The SQLite documentation says (here) that you can avoid checkpoint pauses in WAL-mode by running the checkpoints on a separate thread. I tried this, and it doesn't appear to work: the '-wal
' file grows without bound, it is unclear whether anything is actually getting copied back into the main database file, and (most important) after the -wal
file has gotten big enough (over a gigabyte) the main thread starts having to wait for the checkpointer.
In my application the main thread continuously does something essentially equivalent to this, where generate_data
is going to spit out order of a million rows to be inserted:
db = sqlite3.connect("database.db")
cursor = db.cursor()
cursor.execute("PRAGMA wal_autocheckpoint = 0")
for datum in generate_data():
# It is a damned shame that there is no way to do this in one operation.
cursor.execute("SELECT id FROM strings WHERE str = ?", (datum.text,))
row = cursor.fetchone()
if row is not None:
id = row[0]
else:
cur.execute("INSERT INTO strings VALUES(NULL, ?)", (datum.text,))
id = cur.lastrowid
cursor.execute("INSERT INTO data VALUES (?, ?, ?)",
(id, datum.foo, datum.bar))
batch_size += 1
if batch_size > batch_limit:
db.commit()
batch_size = 0
and the checkpoint thread does this:
db = sqlite3.connect("database.db")
cursor = db.cursor()
cursor.execute("PRAGMA wal_autocheckpoint = 0")
while True:
time.sleep(10)
cursor.execute("PRAGMA wal_checkpoint(PASSIVE)")

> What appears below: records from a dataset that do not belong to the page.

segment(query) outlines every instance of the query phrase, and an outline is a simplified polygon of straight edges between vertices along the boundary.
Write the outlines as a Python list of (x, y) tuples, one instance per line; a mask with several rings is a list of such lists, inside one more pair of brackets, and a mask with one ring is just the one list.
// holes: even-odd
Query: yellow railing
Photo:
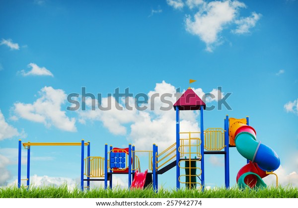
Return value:
[(274, 173), (273, 171), (267, 171), (266, 170), (266, 174), (275, 175), (275, 177), (276, 177), (276, 188), (278, 188), (278, 177), (276, 173)]
[[(140, 163), (140, 158), (139, 156), (141, 156), (140, 155), (143, 154), (147, 153), (148, 155), (148, 168), (150, 170), (152, 170), (152, 151), (150, 150), (136, 150), (134, 151), (132, 151), (133, 155), (135, 155), (135, 164), (134, 164), (134, 168), (132, 168), (132, 170), (139, 170), (139, 172), (141, 172), (141, 166)], [(139, 156), (137, 156), (137, 154), (138, 153), (140, 153)]]
[(156, 161), (155, 168), (161, 168), (174, 158), (176, 157), (176, 143), (173, 144), (168, 148), (164, 150), (161, 153), (156, 156)]
[[(200, 159), (183, 159), (182, 160), (179, 161), (178, 164), (179, 164), (179, 166), (180, 168), (182, 168), (182, 169), (189, 169), (189, 174), (186, 174), (186, 173), (184, 174), (181, 174), (180, 175), (179, 177), (178, 178), (178, 180), (179, 181), (179, 182), (181, 183), (184, 183), (184, 184), (189, 184), (189, 187), (191, 188), (192, 186), (192, 185), (193, 184), (196, 184), (197, 185), (199, 185), (200, 187), (197, 187), (196, 188), (198, 189), (198, 188), (202, 188), (202, 184), (201, 184), (201, 183), (197, 182), (197, 180), (196, 180), (196, 182), (194, 181), (194, 180), (192, 180), (192, 177), (199, 177), (200, 176), (201, 174), (202, 174), (202, 169), (198, 167), (191, 167), (190, 166), (190, 161), (193, 161), (196, 160), (196, 161), (199, 161)], [(184, 162), (186, 161), (189, 161), (189, 167), (186, 167), (185, 165), (184, 166), (183, 166), (183, 165), (180, 165), (180, 163), (181, 162)], [(191, 169), (196, 169), (197, 170), (199, 170), (200, 172), (198, 173), (198, 174), (191, 174)], [(182, 178), (181, 178), (182, 177)], [(188, 181), (189, 182), (186, 182), (186, 178), (187, 177), (188, 177), (189, 179), (188, 179)], [(184, 179), (185, 180), (183, 181), (183, 179)]]
[(209, 128), (205, 132), (204, 148), (206, 150), (220, 151), (224, 148), (224, 130)]
[[(85, 175), (90, 178), (104, 177), (104, 157), (88, 156), (84, 160)], [(88, 165), (88, 160), (90, 161), (89, 167)]]
[[(125, 167), (118, 168), (118, 167), (112, 167), (111, 168), (111, 153), (125, 153)], [(108, 160), (108, 169), (110, 169), (112, 171), (127, 171), (128, 168), (128, 154), (127, 152), (125, 150), (123, 149), (113, 149), (108, 152), (108, 158), (109, 159)]]

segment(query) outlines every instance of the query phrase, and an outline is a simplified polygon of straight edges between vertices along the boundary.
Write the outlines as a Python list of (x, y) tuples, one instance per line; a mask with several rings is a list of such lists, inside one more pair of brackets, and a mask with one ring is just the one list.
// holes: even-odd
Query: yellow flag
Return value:
[(192, 83), (193, 82), (195, 82), (197, 80), (195, 80), (194, 79), (190, 79), (189, 80), (189, 84)]

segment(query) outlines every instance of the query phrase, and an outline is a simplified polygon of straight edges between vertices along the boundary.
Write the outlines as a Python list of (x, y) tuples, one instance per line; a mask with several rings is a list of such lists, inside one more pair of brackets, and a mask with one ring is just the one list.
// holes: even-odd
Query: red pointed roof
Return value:
[(177, 106), (179, 107), (179, 110), (195, 110), (201, 109), (201, 106), (204, 109), (206, 109), (205, 103), (190, 88), (188, 88), (173, 105), (175, 110)]

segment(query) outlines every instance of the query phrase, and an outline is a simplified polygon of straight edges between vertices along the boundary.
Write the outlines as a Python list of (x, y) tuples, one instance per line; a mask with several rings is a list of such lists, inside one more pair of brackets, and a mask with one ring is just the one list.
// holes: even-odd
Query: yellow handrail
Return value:
[[(192, 137), (192, 134), (200, 134), (199, 132), (180, 132), (180, 134), (188, 134), (188, 138), (180, 139), (180, 146), (179, 147), (179, 152), (180, 153), (180, 157), (186, 155), (189, 158), (191, 158), (192, 156), (196, 154), (196, 156), (199, 158), (202, 157), (202, 155), (200, 153), (200, 146), (201, 143), (201, 139), (199, 137)], [(194, 143), (194, 144), (193, 144)], [(195, 147), (196, 150), (194, 151), (193, 148)], [(188, 149), (186, 149), (188, 148)]]
[[(24, 147), (29, 146), (80, 146), (80, 142), (25, 142), (22, 143)], [(87, 142), (84, 143), (84, 145), (89, 145)]]
[[(100, 156), (88, 156), (85, 160), (85, 173), (84, 175), (90, 178), (104, 177), (104, 157)], [(88, 165), (88, 161), (90, 165)], [(89, 167), (88, 167), (89, 166)], [(88, 173), (89, 172), (89, 174)]]
[[(156, 156), (155, 168), (157, 170), (176, 157), (176, 143), (173, 144)], [(159, 164), (160, 163), (161, 164)]]
[(266, 174), (275, 175), (275, 176), (276, 176), (276, 188), (278, 188), (278, 177), (277, 176), (277, 175), (276, 174), (276, 173), (274, 173), (273, 171), (267, 171), (266, 170)]

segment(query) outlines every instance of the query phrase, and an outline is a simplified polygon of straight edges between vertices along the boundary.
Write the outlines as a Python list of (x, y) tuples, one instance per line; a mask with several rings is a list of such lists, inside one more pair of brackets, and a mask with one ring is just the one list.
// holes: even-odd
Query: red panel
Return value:
[[(129, 148), (113, 148), (113, 153), (125, 153), (127, 155), (128, 155)], [(133, 159), (132, 158), (132, 162)], [(128, 173), (128, 168), (125, 169), (121, 169), (118, 168), (118, 167), (114, 167), (113, 168), (113, 172), (114, 173)]]
[(147, 175), (148, 172), (148, 170), (146, 170), (144, 173), (139, 173), (138, 170), (136, 170), (135, 177), (132, 183), (131, 189), (144, 189), (145, 182), (146, 181), (146, 176)]

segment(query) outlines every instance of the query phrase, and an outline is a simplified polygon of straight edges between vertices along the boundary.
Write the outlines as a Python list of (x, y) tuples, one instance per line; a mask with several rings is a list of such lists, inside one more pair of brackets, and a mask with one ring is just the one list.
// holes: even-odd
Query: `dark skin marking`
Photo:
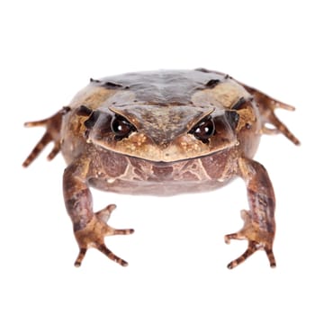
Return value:
[(77, 111), (76, 114), (79, 116), (89, 116), (92, 113), (92, 110), (85, 105), (81, 105)]
[(209, 88), (213, 88), (213, 87), (215, 87), (215, 86), (217, 86), (218, 85), (219, 85), (219, 83), (220, 83), (220, 80), (216, 80), (216, 79), (212, 79), (212, 80), (210, 80), (210, 81), (208, 81), (206, 84), (205, 84), (205, 86), (207, 86), (207, 87), (209, 87)]
[(246, 103), (246, 99), (244, 97), (241, 97), (233, 106), (233, 110), (239, 110), (241, 106)]
[(92, 128), (95, 124), (100, 114), (101, 114), (101, 112), (99, 111), (93, 112), (92, 114), (90, 115), (90, 117), (88, 118), (88, 120), (86, 120), (85, 122), (85, 126), (87, 129)]

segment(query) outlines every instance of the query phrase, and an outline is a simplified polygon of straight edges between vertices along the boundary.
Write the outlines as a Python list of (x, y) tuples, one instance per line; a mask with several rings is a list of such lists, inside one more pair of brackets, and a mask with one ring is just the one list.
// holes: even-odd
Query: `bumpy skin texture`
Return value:
[(246, 183), (249, 210), (241, 212), (244, 227), (225, 240), (247, 239), (248, 246), (228, 267), (257, 249), (264, 249), (275, 266), (274, 194), (266, 170), (252, 158), (262, 133), (282, 132), (299, 144), (274, 115), (276, 108), (294, 109), (203, 68), (91, 79), (68, 106), (47, 120), (26, 123), (47, 130), (23, 166), (50, 141), (54, 148), (49, 159), (61, 149), (68, 164), (65, 203), (80, 249), (76, 266), (91, 247), (127, 266), (104, 238), (133, 232), (107, 224), (115, 205), (94, 212), (89, 187), (172, 195), (210, 191), (236, 176)]

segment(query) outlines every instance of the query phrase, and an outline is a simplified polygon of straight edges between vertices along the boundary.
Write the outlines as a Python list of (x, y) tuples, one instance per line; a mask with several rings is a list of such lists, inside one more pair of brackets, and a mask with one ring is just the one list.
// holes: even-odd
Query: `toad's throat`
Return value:
[(200, 143), (194, 144), (186, 142), (179, 144), (176, 141), (165, 148), (154, 144), (147, 144), (140, 148), (135, 145), (127, 145), (127, 143), (122, 145), (122, 143), (120, 144), (118, 142), (119, 145), (108, 146), (104, 141), (93, 140), (93, 142), (106, 151), (149, 161), (157, 166), (211, 156), (238, 145), (237, 139), (233, 140), (229, 140), (229, 141), (222, 140), (220, 145), (218, 143), (212, 145), (212, 141), (209, 143), (199, 141)]

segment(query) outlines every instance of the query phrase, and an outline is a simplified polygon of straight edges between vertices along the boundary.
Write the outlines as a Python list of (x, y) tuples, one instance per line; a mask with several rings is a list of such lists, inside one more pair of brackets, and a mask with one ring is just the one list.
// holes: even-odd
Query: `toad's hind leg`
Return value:
[(243, 228), (237, 233), (225, 236), (226, 243), (230, 239), (247, 239), (247, 250), (228, 265), (232, 269), (253, 255), (256, 250), (265, 250), (270, 266), (275, 266), (273, 243), (275, 233), (275, 199), (272, 184), (263, 166), (247, 158), (238, 161), (239, 175), (248, 188), (249, 211), (241, 212)]
[[(263, 120), (262, 132), (265, 134), (274, 134), (281, 132), (295, 145), (299, 145), (299, 140), (289, 130), (289, 129), (276, 117), (274, 110), (282, 108), (287, 111), (294, 111), (293, 106), (279, 102), (266, 94), (250, 86), (244, 86), (245, 88), (254, 96), (258, 104), (260, 115)], [(274, 128), (268, 128), (266, 124), (269, 123)]]
[(69, 112), (69, 107), (64, 107), (62, 110), (55, 113), (53, 116), (44, 119), (42, 121), (25, 122), (25, 127), (46, 127), (46, 132), (37, 143), (30, 155), (26, 158), (22, 166), (27, 167), (50, 143), (54, 142), (54, 147), (48, 156), (48, 159), (53, 159), (60, 150), (60, 129), (62, 117)]

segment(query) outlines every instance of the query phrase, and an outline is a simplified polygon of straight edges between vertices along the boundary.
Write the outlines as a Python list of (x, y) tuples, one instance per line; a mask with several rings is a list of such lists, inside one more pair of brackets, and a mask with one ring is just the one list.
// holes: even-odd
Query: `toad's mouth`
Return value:
[(105, 150), (115, 152), (130, 158), (136, 158), (157, 165), (165, 165), (199, 158), (238, 145), (236, 137), (233, 139), (211, 139), (208, 143), (197, 140), (193, 135), (185, 134), (178, 137), (168, 144), (157, 145), (142, 135), (130, 135), (121, 141), (105, 141), (104, 140), (91, 140), (90, 141)]

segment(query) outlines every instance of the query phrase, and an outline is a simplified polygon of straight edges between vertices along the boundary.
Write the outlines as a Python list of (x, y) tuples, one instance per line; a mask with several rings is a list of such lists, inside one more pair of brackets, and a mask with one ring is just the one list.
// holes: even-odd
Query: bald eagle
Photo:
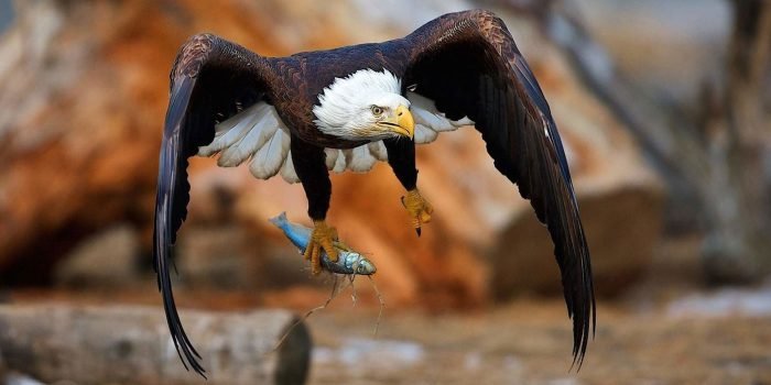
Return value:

(Being on separate threads, they have to have separate connections to the database, because pysqlite doesn't support sharing a connection among multiple threads.) Changing to a FULL or RESTART checkpoint does not help - then the checkpoints just fail.
How do I make this actually work? Desiderata are: 1) main thread never has to wait, 2) journal file does not grow without bound.